Wyraził przekonanie, że celem białoruskiego reżimu przywożącego migrantów na polską granice jest nie tylko destabilizacja UE, ale także stworzenie pretekstu do rozmieszczenia wojsk rosyjskich blisko zachodniej granicy Białorusi i "sprawdzenie spoistości NATO na wypadek wznowienia walk na Ukrainie".
- Równocześnie jednak oczekujemy pewnej rewizji w polityce zagranicznej, wygaszenia rozmaitych bezsensowych sporów z Unią Europejską i ze Stanami Zjednoczonymi – zastrzegł Gowin. Za ważne uznał, by "z decyzją o umiędzynarodowieniu kryzysu nie czekać ani chwili dłużej" i zorganizować wizyty studyjne dla przedstawicieli państw UE i NATO, a także skorzystać z pomocy unijnej agencji granicznej Frontex.
Jarosław Sachajko (Kukiz ’15) przypomniał, że jego ugrupowanie już w 2016 roku apelowało do rządu o zapewnienie środków na budowę zapory na granicy. - Część opozycji nadal zdaje się nie zauważać szerszego kontekstu i skupia się jedynie na aspekcie humanitarnym, zgodnie z założeniami i strategią reżimu Łukaszenki – powiedział Sachajko. Jak mówił, Białoruś w wojnie hybrydowej "perfidnie wykorzystuje kobiety i dzieci jako żywe tarcze do destabilizacji sytuacji Polski".
Paweł Szramka (Polskie Sprawy) wyraził uznanie dla Straży Granicznej, policji i wojska. Podziękował też premierowi za wystąpienie, "które nie było tak polityczne, jak zazwyczaj". - Dziś wygrała odpowiedzialność – ocenił. Zaapelował do rządu, by dzielił się z opozycją informacjami o działaniach na granicy. Zaapelował o podobne spotkanie, jakie odbyło się po wyborach prezydenckich na Białorusi.

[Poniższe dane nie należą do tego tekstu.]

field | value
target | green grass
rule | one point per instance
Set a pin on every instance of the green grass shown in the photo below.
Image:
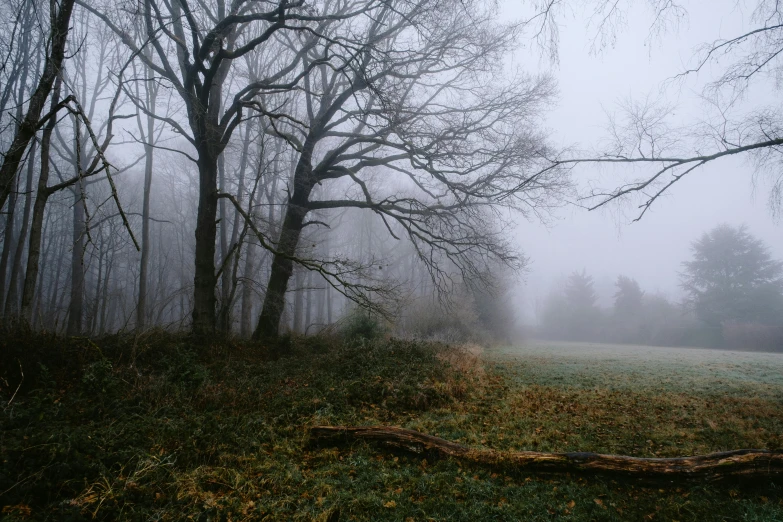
(219, 433)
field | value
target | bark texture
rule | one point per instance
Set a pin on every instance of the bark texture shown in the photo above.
(743, 463)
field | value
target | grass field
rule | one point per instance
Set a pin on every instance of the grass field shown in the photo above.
(219, 435)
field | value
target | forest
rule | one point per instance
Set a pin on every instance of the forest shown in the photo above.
(265, 260)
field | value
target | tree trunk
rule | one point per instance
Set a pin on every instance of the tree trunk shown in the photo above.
(744, 463)
(141, 306)
(268, 326)
(76, 306)
(12, 302)
(59, 34)
(8, 243)
(36, 228)
(204, 281)
(282, 266)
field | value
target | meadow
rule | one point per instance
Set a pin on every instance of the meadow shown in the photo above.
(220, 432)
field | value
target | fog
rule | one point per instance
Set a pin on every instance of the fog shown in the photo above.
(445, 177)
(594, 83)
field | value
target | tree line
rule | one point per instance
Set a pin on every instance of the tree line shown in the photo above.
(242, 166)
(231, 167)
(733, 299)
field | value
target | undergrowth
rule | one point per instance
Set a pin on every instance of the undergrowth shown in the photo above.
(157, 428)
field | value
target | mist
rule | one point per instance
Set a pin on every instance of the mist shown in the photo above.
(313, 199)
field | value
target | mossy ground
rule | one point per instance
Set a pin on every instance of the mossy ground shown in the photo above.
(219, 432)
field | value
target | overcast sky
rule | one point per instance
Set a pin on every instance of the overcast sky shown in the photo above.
(605, 242)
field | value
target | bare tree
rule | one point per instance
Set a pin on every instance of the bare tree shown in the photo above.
(59, 24)
(645, 135)
(462, 142)
(207, 41)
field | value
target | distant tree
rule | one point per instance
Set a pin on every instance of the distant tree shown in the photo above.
(580, 292)
(628, 316)
(628, 297)
(733, 278)
(573, 315)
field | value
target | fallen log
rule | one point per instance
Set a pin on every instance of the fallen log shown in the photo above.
(742, 463)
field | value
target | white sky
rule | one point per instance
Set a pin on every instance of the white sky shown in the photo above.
(604, 242)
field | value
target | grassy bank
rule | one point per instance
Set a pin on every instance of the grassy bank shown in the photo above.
(157, 430)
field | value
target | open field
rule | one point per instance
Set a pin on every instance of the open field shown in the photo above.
(220, 434)
(694, 370)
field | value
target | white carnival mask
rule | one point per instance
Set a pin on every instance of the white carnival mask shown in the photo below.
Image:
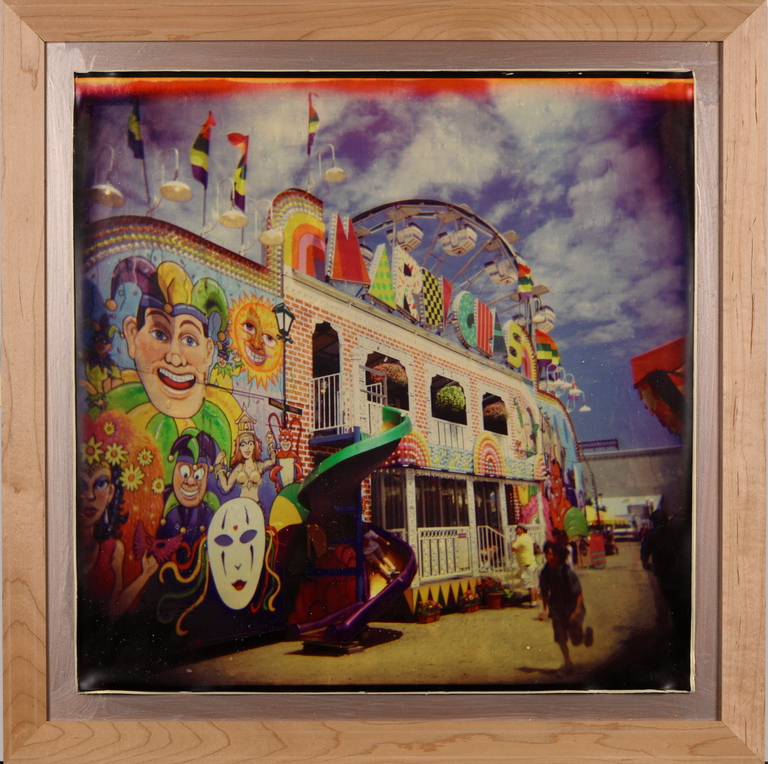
(236, 541)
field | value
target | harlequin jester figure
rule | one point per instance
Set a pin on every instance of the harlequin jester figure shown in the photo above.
(186, 511)
(169, 339)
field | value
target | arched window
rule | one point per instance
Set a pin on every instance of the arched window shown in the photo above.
(448, 400)
(390, 369)
(326, 368)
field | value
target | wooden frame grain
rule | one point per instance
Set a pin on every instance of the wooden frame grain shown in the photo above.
(737, 735)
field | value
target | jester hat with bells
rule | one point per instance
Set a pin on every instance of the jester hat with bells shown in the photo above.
(170, 289)
(175, 384)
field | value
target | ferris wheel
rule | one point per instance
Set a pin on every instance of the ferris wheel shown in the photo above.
(452, 241)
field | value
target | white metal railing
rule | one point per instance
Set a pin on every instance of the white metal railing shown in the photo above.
(491, 549)
(373, 412)
(443, 552)
(450, 434)
(327, 403)
(538, 533)
(401, 533)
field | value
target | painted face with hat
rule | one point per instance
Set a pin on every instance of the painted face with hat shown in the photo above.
(169, 338)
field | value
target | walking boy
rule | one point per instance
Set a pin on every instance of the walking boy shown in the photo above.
(561, 594)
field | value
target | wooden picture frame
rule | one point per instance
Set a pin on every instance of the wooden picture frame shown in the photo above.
(737, 733)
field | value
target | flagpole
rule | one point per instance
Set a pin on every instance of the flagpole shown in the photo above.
(144, 167)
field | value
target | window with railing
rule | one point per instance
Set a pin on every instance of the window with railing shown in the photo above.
(441, 502)
(449, 410)
(326, 385)
(492, 550)
(374, 399)
(327, 403)
(392, 375)
(450, 434)
(388, 500)
(495, 415)
(443, 552)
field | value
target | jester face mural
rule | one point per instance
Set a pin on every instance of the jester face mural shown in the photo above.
(172, 356)
(236, 542)
(253, 330)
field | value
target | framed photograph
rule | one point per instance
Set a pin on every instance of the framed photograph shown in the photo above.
(118, 268)
(299, 421)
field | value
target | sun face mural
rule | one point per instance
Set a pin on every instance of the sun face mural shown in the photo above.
(253, 331)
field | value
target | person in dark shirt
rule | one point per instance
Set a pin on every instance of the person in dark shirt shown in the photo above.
(562, 597)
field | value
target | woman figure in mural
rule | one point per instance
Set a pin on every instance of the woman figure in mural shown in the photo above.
(558, 498)
(289, 468)
(120, 489)
(171, 342)
(225, 368)
(245, 468)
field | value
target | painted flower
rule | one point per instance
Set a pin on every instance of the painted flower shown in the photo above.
(92, 451)
(115, 454)
(132, 477)
(145, 457)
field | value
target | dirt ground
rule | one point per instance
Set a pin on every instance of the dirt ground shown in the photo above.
(501, 647)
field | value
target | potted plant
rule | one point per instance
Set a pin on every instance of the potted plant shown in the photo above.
(394, 372)
(451, 398)
(494, 591)
(495, 417)
(428, 611)
(469, 602)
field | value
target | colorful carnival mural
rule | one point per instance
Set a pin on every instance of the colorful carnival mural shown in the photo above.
(303, 407)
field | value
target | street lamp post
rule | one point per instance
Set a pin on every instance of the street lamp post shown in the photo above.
(284, 323)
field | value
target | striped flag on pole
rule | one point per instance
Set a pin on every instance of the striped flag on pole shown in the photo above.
(240, 141)
(198, 157)
(484, 316)
(314, 123)
(135, 142)
(524, 282)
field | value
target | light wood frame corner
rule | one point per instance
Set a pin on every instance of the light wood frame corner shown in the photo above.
(738, 734)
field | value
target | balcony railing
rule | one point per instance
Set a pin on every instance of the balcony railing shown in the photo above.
(443, 552)
(373, 411)
(450, 434)
(329, 416)
(491, 549)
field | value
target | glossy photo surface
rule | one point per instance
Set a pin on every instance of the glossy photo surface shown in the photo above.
(384, 382)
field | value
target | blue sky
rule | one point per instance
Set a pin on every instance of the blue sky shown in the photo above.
(595, 180)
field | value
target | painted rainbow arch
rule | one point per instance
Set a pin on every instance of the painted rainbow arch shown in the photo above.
(413, 451)
(488, 457)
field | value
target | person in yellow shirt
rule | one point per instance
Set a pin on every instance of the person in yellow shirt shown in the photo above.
(522, 546)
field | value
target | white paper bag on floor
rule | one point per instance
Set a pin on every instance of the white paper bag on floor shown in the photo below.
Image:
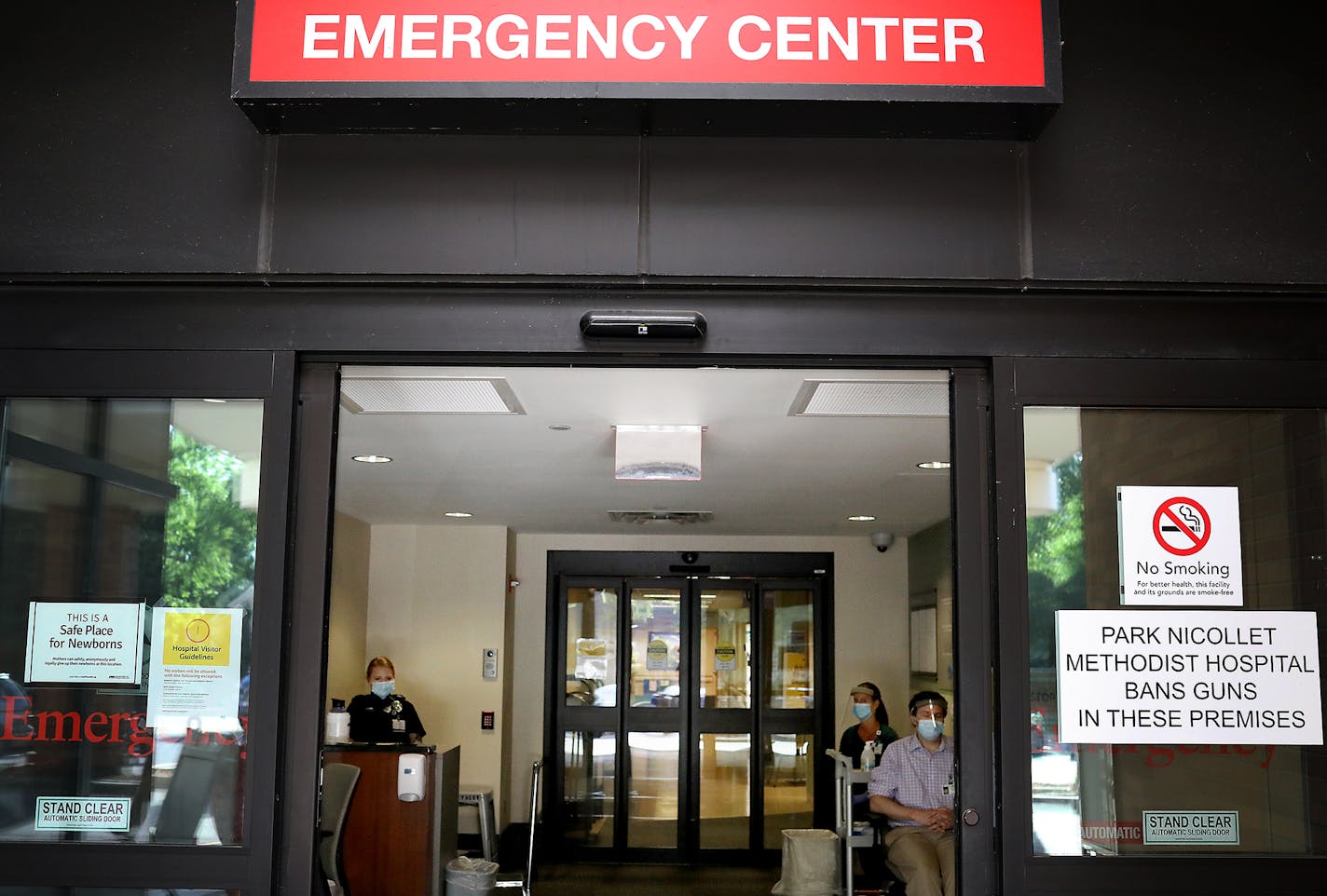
(810, 863)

Andrzej Sośnierz z tego samego koła poparł "zdecydowaną obronę polskich granic, polskiego domu" i wzmocnienie służb chroniących granicę. Jak powiedział, w wypowiedziach przedstawicieli rządu zabrakło mu informacji, "czy będziemy uprawiali tylko politykę defensywną, czy też podejmiemy działania ofensywne, które zabolą Białoruś". Zastrzegł, że nie chodzi mu o działania militarne, lecz o środki ekonomiczne.
Stan wyjątkowy
Od wiosny gwałtownie wzrosła liczba prób nielegalnego przekroczenia granicy Białorusi z Litwą, Łotwą i Polską przez migrantów z krajów Bliskiego Wschodu, Afryki i innych regionów. UE i państwa członkowskie uważają, że to efekt celowych działań reżimu Alaksandra Łukaszenki, który instrumentalnie wykorzystuje migrantów w odpowiedzi na sankcje.
Od 2 września w związku z presją migracyjną w 183 miejscowościach województw podlaskiego i lubelskiego przylegających do granicy z Białorusią obowiązuje stan wyjątkowy. Na odcinku granicy z Białorusią w ciągu pierwszego półrocza 2022 roku ma powstać zapora.
Relacjonując wydarzenia na granicy, media mogą korzystać niemal wyłącznie z oficjalnych rządowych nagrań i informacji. Do strefy objętej stanem wyjątkowym nie mają dostępu dziennikarze.